Das kürzeste Interview der Welt

Apropos ORF. Einmal wäre ich fast im Österreichischen Fernsehen gewesen. Mit dem kürzesten Interview der Welt. Auf den Wiener Literaturtagen führten Tex Rubinowitz und ich 2003 in der Kunsthalle ein „orchestrales Kochen“ auf: die Autoren Michael Lentz, Albert Ostermaier und Ginka Steinwachs kochten auf der Bühne eine Gericht, die entstehenden Geräusche wurden von zahlreichen Mikrophonen aufgenommen, verfremdet und in brüllender Lautstärke über riesige Boxen abgespielt. Alleine die 22 Toaster unterschiedlicher Hersteller waren lauter als jedes Rammstein-Konzert. Dann das Interview mit dem ORF-Kulturjournal, das ich hier erstmals in voller Länge wiedergebe:

Reporter: „Herr Paulsen, sie haben ein Werk verfasst, mit dem Namen „Das Auge isst mit.“
Ich: „Nein.“
Reporter: „Herr Paulsen, ich danke für das Gespräch.“

Kleiner Küchentipp: so wird Tiefkühlpizza noch knuspriger!

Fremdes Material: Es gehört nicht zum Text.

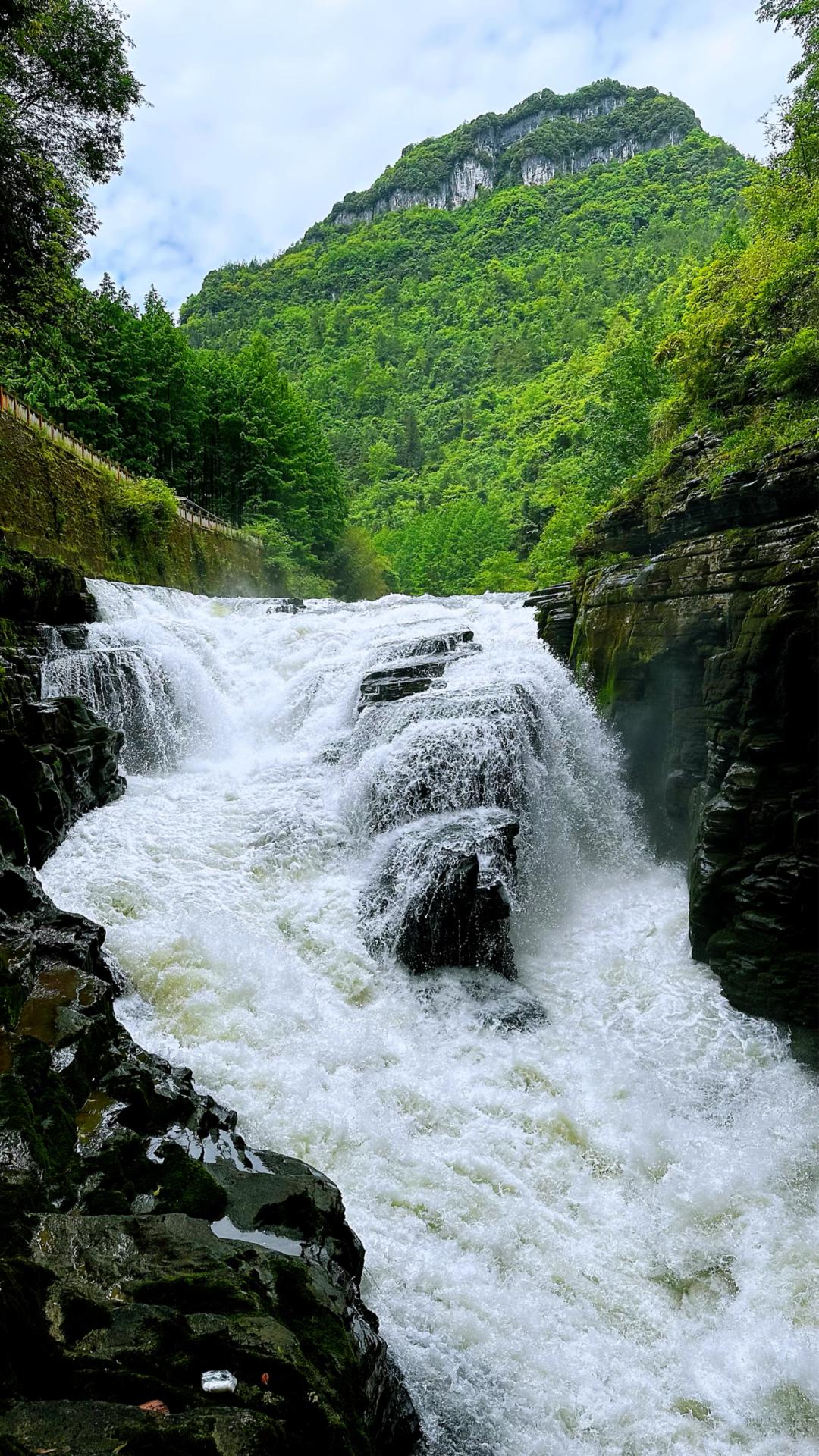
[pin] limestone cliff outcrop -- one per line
(162, 1286)
(700, 639)
(544, 137)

Apropos Kochen. Ulrich Fichtner geht in seiner wöchentlichen Spiegel-Kolumne „Fichtners Tellergericht“ diesmal der Frage nach, wieviel man über Essen und Trinken wirklich wissen muss und beleuchtet „kulinarische Super-Kenner und Mikrowellen-Dumpfheimer“.

Für „Mikrowellen-Dumpfheimer" die im Besitz eines Backofens sind, habe ich einen super Kochtipp, den mir der Zufall neulich in den Ofen schmuggelte: Tiefkühlpizza wird viel knuspriger und geht schöner auf, wenn man die Pizza vor dem Backen auftauen lässt. Achtung, verkürzte Backzeit. Ergebnis: absolut verblüffend.

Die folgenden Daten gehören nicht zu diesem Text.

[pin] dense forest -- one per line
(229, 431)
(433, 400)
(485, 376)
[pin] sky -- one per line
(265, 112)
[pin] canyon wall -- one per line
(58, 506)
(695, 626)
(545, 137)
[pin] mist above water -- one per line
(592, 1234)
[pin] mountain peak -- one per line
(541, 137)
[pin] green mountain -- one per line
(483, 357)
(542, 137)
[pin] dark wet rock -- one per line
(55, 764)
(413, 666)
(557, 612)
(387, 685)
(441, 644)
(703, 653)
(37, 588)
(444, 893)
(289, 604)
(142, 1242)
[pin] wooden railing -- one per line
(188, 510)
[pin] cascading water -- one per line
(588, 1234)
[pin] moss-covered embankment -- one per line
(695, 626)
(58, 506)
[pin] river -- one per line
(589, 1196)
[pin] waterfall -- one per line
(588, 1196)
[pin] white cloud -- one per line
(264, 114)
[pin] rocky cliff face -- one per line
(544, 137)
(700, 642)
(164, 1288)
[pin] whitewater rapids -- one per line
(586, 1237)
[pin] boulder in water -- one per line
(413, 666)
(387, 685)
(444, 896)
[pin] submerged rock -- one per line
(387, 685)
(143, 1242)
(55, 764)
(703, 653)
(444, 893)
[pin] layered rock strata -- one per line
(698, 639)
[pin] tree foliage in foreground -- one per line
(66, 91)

Das neue Manu Chao-Album und die Hamburger Morgenpost

Was habe ich auf dieses Album gewartet! Sechs Jahre, genau gesagt. „La Radiolina“ erscheint am 31. August und einen Vorgeschmack darauf gibt es auf der Homepage von Manu Chao:

http://www.manuchao.net/

Unter „La Radiolina“ öffnet sich ein Player mit einigen Songs aus dem neuen Album. Klingt grandios, vielschichtiger und voluminöser als die Vorgänger, stark orientalische Einflüsse, bisschen Cuba, aber auch der typisch rumpelige-reduzierte Manu Chao-Sound.

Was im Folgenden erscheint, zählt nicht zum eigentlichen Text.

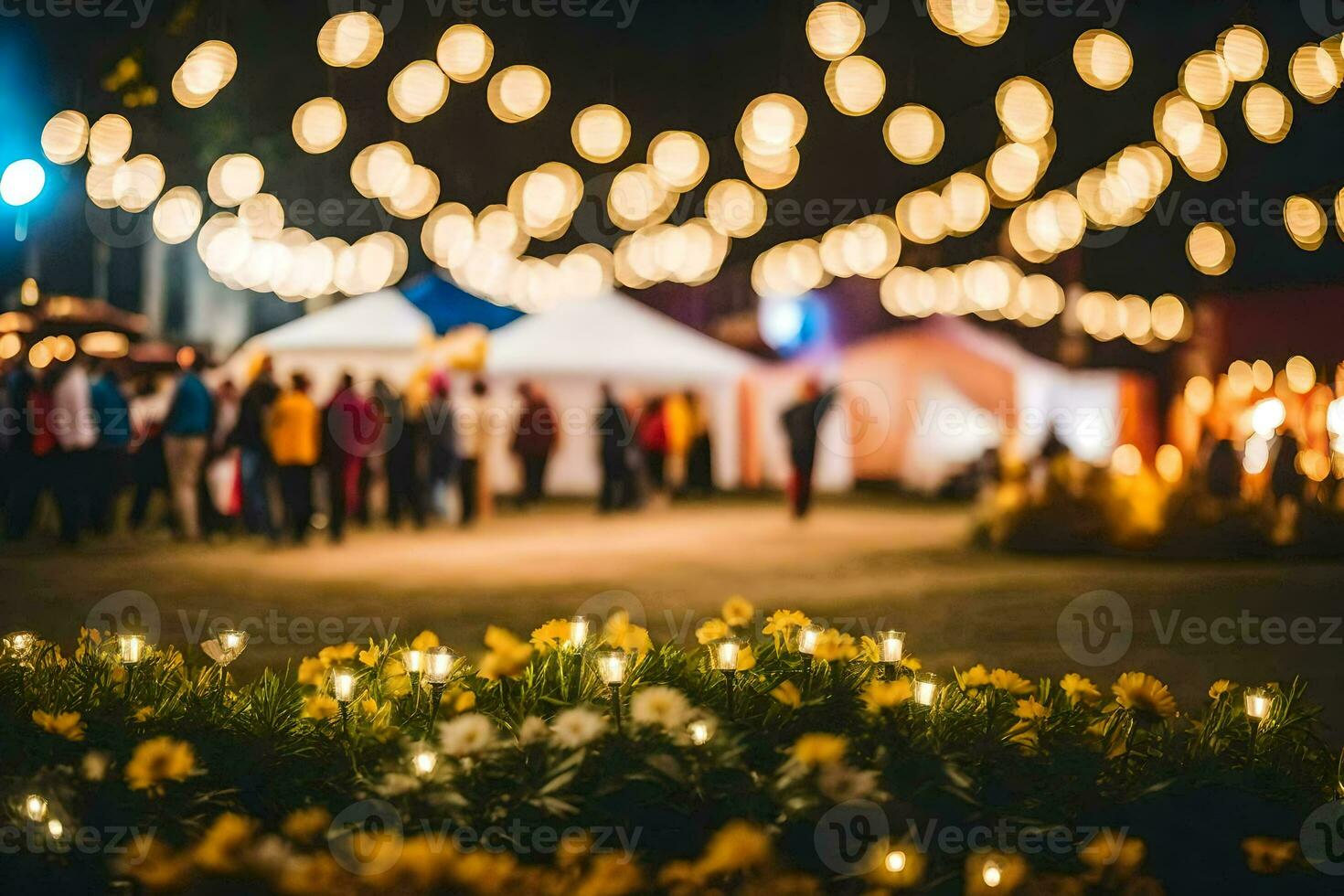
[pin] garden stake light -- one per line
(611, 667)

Die offizielle Singelauskopplung „Rainin in Paradize“ dagegen klingt sehr gefällig, pop-rockig, aber das ist ja vielleicht auch die undankbare Aufgabe von Singleauskopplungen. Gelungen ist aber das dazugehörige Video von Emir Kusturica (!) , das im März in Argentinien gedreht wurde:

An dieser Stelle noch mein herzlicher Dank an die Hamburger Morgenpost, die am Mittwoch, den 25. Juli. 2007 behauptete, das Album sei bereits erschienen.

Und wer läuft daraufhin durch vier Plattenläden, macht sich zum Affen und muss dann letztendlich im Geiz ist geil-Kaufhaus erfahren, dass es noch ein paar Wochen dauert? Genau! Nee, toll danke. Trotzdem, Vorfreude ist eben doch die schönste Freude.